Prompt: Hello, my name is
Generated text:  Nathan and I am a 16 year old male. I have an extremely short stature, like many kids who are average height compared to my height. What is a good way to adjust my body to make me taller?

Im going to have a go at eating more than normal rice and vegetable but is that a good idea?

Choose your answer from:
[A]. No.
[B]. Yes.
I'm not sure how to respond. Can you provide some advice? To help me make the right decision, could you please explain the science behind it? That would be really helpful.

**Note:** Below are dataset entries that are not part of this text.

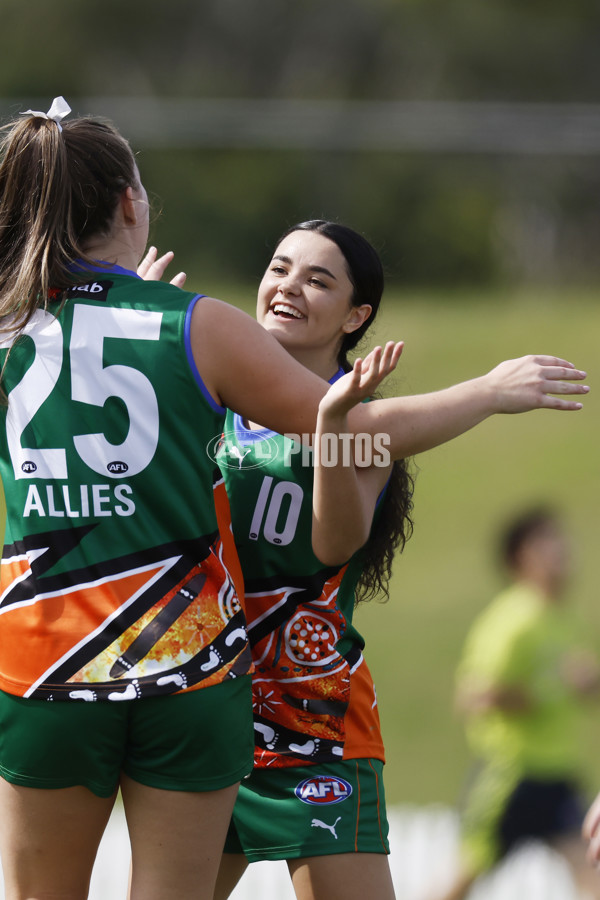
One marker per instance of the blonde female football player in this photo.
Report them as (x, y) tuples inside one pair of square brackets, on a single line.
[(309, 550), (123, 650)]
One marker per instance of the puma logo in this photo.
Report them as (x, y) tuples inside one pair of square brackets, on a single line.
[(316, 823)]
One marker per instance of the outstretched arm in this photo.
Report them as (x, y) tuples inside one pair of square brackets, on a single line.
[(245, 368), (418, 423), (344, 492)]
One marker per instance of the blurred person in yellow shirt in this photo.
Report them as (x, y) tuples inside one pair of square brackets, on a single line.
[(521, 681)]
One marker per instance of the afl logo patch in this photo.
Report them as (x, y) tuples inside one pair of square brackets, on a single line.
[(323, 790), (117, 467)]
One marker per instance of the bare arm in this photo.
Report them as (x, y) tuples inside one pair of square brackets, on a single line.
[(591, 831), (245, 369), (418, 423), (344, 495)]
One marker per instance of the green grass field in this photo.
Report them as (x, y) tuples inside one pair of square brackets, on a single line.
[(465, 489)]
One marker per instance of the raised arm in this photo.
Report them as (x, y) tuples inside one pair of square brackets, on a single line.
[(345, 494)]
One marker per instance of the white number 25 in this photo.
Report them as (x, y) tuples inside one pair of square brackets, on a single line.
[(92, 383)]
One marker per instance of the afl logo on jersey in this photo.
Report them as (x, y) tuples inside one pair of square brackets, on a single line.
[(323, 790), (229, 453), (117, 467)]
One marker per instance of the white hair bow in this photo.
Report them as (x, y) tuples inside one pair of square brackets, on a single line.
[(59, 109)]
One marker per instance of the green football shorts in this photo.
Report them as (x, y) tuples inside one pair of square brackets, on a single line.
[(200, 740), (316, 810)]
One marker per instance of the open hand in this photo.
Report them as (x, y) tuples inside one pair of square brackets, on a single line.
[(153, 269), (529, 383), (364, 378)]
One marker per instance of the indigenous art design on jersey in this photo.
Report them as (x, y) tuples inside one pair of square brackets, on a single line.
[(115, 583), (314, 700)]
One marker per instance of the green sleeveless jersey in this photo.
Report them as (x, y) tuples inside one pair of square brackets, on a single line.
[(114, 583), (314, 699)]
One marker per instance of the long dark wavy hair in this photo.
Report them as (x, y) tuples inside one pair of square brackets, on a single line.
[(393, 523)]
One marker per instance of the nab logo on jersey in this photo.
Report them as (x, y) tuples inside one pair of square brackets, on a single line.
[(323, 790)]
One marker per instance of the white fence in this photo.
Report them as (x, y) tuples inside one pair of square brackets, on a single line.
[(423, 842)]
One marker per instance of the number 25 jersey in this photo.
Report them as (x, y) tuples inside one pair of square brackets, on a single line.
[(113, 579)]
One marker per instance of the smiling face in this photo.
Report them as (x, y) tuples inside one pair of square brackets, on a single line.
[(305, 300)]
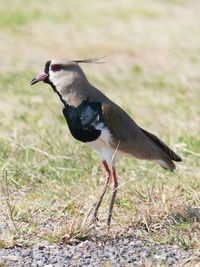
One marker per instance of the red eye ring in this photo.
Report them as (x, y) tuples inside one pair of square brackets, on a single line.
[(56, 68)]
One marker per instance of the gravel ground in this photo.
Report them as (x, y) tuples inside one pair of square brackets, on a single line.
[(121, 252)]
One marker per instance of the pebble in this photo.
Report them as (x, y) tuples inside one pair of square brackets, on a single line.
[(121, 252)]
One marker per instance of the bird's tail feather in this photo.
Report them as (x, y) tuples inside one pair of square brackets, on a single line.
[(167, 154)]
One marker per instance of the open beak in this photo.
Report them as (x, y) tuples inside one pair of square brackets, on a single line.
[(41, 77)]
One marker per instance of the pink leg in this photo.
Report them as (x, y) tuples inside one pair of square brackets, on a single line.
[(104, 189), (115, 184)]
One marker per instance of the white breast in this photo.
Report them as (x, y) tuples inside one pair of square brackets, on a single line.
[(102, 145)]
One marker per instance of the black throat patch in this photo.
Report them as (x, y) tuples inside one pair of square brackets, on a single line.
[(83, 120)]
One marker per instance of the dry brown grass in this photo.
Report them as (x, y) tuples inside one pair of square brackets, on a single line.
[(48, 181)]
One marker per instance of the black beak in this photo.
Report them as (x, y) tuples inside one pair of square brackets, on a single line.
[(41, 77)]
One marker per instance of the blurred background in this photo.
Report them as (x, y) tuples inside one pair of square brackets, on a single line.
[(152, 70)]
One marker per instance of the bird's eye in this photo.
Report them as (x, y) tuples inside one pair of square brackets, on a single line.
[(56, 68)]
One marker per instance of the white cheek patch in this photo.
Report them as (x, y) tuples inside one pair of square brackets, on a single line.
[(52, 77)]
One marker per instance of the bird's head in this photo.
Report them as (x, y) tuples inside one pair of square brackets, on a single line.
[(61, 73), (66, 78)]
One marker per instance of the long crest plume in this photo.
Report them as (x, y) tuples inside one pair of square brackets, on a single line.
[(97, 60)]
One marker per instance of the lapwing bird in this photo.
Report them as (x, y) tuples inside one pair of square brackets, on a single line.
[(94, 119)]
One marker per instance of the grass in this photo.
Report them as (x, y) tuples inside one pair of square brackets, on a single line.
[(48, 181)]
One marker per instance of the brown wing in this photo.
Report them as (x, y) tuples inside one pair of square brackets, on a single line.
[(134, 140)]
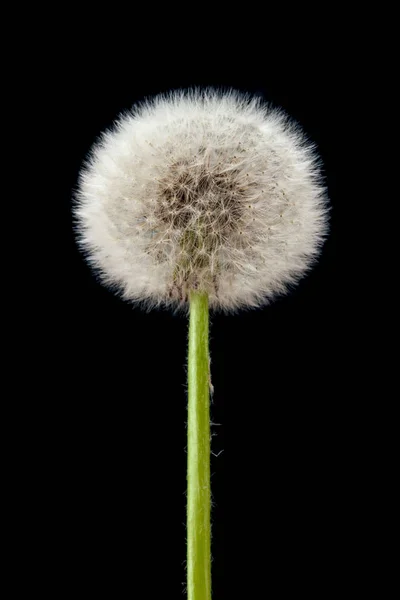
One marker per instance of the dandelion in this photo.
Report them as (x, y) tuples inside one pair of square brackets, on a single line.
[(200, 200)]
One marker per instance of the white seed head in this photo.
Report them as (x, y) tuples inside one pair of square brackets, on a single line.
[(202, 191)]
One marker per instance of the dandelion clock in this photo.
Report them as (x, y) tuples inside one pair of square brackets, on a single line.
[(201, 201)]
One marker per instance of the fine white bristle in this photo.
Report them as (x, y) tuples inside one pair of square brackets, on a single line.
[(205, 191)]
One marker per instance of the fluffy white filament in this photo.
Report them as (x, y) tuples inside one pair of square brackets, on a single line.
[(202, 191)]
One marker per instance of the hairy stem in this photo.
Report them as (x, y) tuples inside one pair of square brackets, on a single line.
[(198, 466)]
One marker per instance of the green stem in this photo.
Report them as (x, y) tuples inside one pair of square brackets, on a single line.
[(198, 468)]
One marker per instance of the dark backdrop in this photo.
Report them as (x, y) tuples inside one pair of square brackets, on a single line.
[(280, 475)]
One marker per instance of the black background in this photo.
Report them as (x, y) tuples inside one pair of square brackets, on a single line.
[(282, 430)]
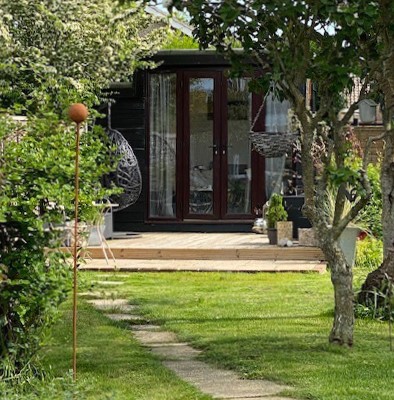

I'm afraid I'm going to have a really tough time
Prompt: The president of the United States is
Generated text:  very busy. He works a lot. He is very important in the world. He is a very popular man and many people like him very much. But the president has a lot of problems. He has a lot of work to do and he has to be away from home. It is very difficult for him. But the president likes his family very much. The president often says, "We are all family.

### Streaming Synchronous Generation

In [3]:
prompts = [
    "Write a short, neutral self-introduction for a fictional character. Hello, my name is",
    "Provide a concise factual statement about France’s capital city. The capital of France is",
    "Explain possible future trends in artificial intelligence. The future of AI is",
]

sampling_params = {
    "temperature": 0.2,
    "top_p": 0.9,
}

print("\n=== Testing synchronous streaming generation with overlap removal ===\n")

for prompt in prompts:
    print(f"Prompt: {prompt}")
    merged_output = stream_and_merge(llm, prompt, sampling_params)
    print("Generated text:", merged_output)
    print()


=== Testing synchronous streaming generation with overlap removal ===

Prompt: Write a short, neutral self-introduction for a fictional character. Hello, my name is


Generated text:  [Name] and I'm a [job title] at [company name]. I'm excited to meet you and learn more about your career. What can you tell me about yourself? I'm a [insert a short, positive, enthusiastic statement about your personality or skills]. I'm always looking for new challenges and opportunities to grow and learn. What do you do for a living? I'm a [insert a short, positive, enthusiastic statement about your personality or skills]. I'm always looking for new challenges and opportunities to grow and learn. What do you enjoy doing? I enjoy [insert a short, positive, enthusiastic statement about your

Prompt: Provide a concise factual statement about France’s capital city. The capital of France is


Generated text:  Paris, the city known for its iconic landmarks such as the Eiffel Tower, Notre-Dame Cathedral, and the Louvre Museum. It is also home to the French Parliament, the French Academy of Sciences, and the French Quarter. Paris is a bustling metropolis with a rich cultural heritage and is a major tourist destination. It is also home to many famous French artists, writers, and musicians. The city is known for its cuisine, including its famous croissants and its many traditional French dishes. Paris is a city of contrasts, with its modern architecture and history intertwined with its traditional French culture. Its status as the capital of

Prompt: Explain possible future trends in artificial intelligence. The future of AI is


Generated text:  likely to be characterized by several key trends:

1. Increased integration with human intelligence: AI is likely to become more integrated with human intelligence, allowing machines to learn from and adapt to human behavior and decision-making processes. This could lead to more sophisticated and adaptive AI systems that can learn from and adapt to new situations.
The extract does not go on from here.